The longer you stay away from writing, the harder it gets to write something. True with most other cases too. I wonder how many innumerable times I have felt like writing and sat down but something comes up – we need to go somewhere, some chore to finish, some call to make and I just leave it! But most times I find it hard to write anything. Everything seems incoherent. To try and make things coherent, I will pick the easiest way out, bullet-ed post!
→ What I have been upto? Actually nothing! Remember the client interview I wrote about? The one I was scared about, the one I kept fervently preparing/praying for? No prizes for guessing! Yeah! I didn’t get through. Actually there was not one, but two interviews, for two different projects.
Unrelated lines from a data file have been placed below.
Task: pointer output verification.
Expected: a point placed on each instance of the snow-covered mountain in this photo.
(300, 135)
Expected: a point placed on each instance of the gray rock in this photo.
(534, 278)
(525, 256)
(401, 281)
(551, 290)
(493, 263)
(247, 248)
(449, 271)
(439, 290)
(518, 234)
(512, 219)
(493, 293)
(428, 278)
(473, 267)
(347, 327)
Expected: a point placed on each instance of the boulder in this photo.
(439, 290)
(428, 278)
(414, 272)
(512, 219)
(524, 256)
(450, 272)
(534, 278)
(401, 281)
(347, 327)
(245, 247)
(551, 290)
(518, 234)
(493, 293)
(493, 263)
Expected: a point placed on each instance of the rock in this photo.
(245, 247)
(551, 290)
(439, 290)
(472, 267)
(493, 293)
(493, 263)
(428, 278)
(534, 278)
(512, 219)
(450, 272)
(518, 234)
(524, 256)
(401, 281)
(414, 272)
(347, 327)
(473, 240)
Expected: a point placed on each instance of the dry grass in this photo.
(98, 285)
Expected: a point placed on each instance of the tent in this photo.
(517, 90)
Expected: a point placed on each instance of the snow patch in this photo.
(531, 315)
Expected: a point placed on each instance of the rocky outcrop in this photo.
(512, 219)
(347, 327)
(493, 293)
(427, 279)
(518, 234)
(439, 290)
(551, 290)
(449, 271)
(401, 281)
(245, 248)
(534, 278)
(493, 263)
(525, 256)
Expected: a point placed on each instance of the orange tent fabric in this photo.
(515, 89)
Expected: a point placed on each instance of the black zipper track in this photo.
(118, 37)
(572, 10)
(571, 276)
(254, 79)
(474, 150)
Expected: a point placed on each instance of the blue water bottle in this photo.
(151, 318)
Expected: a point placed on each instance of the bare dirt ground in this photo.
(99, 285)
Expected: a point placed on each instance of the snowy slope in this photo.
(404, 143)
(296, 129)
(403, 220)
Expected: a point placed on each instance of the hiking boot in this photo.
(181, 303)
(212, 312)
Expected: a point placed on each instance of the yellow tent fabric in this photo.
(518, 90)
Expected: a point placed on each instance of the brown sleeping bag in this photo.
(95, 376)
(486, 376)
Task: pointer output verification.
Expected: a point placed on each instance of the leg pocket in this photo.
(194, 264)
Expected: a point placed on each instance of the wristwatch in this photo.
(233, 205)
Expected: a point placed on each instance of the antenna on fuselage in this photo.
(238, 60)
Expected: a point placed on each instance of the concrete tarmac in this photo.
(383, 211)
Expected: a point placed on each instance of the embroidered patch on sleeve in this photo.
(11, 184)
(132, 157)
The first one according to me, went off great. It went on for more than an hour and half and I answered more than 90% of the questions, something I hadn’t expected from myself. But the interviewer chose to look at only the stuff I couldn’t answer. Also they came back telling me that the position they were looking for, required the candidate to have double my experience (Why the hell did you call me in the first place then??) 😮 . He goes on to say, the numbers in experience doesn’t make much of a difference. (Oh! Really??) 😡
The second interview was crazy! The interviewer asked most questions in comparison of two technologies – one that I work on now and one I worked on 4 years back. I really didn’t remember the details of the stuff from the previous technology. Not having been able to answer those questions fully, my confidence went for a dive and the rest of the interview was a disaster too. 😦
As a result of it, I didn’t clear either of the interviews and I am still sitting without a project. Every passing day looks gloomier and it has became a herculean task to pull myself up to do anything!
→ On the other hand, what I have been doing too much is, reading. That too like crazy! The loneliness at work and all the gloom I have got myself into, eats me up. So to keep myself occupied, I read. I read books during travel to and from the office. I finished close to six books in a month! Something I had never done before. At other times, during work timings, since I am not into any project, I keep reading some technical stuff. When I get bored and during the lonely lunches, I start reading blog posts and articles on other websites, on the phone! Am I an expert or what – at overdoing things and killing the joy in it! 😦
→ The only best part during the recent few days, was a close friend’s wedding at Chennai. I went back to Chennai, after a whole year. I met my friends, roamed around with them in the familiar places and attended the reception. My friend, looked like a pretty doll in the Reception. 🙂 It was so much fun to be with all of them. But we ( yeah, Bg came too ) had to come back in just 2 days. Did I tell, that my best friend stays in Chennai and no amount of coaxing makes him want to move to Bangalore? Monkey! 😕
→ I have been putting down all the junk in my head into the diary. Maybe I will have to do another post, picking up stuff from there, to make myself write here. 😐
→ I have become an extremely irritable person. With less patience and even lesser sleep and the long hours of travel adding to my frustration, I am like this person who just needs a reason to snap at someone. I snap, shout, scold, speak rudely to Bg, my mom, my sis, my nephew, pretty much everyone. The in-laws are spared, as I don’t want to start an argument with them, coz I know it will go on forever. Those stories I will write another time. Hey, I am getting a lot of material that I can blog about! Well… coming back to the original point, do I at least feel good or light after all the venting out of my frustration? No! I feel worse, now filled with guilt that I am such a horrible person.
That’s what I have been up to. What about you guys (If there’s anyone still left around here, who come to check my posts.)??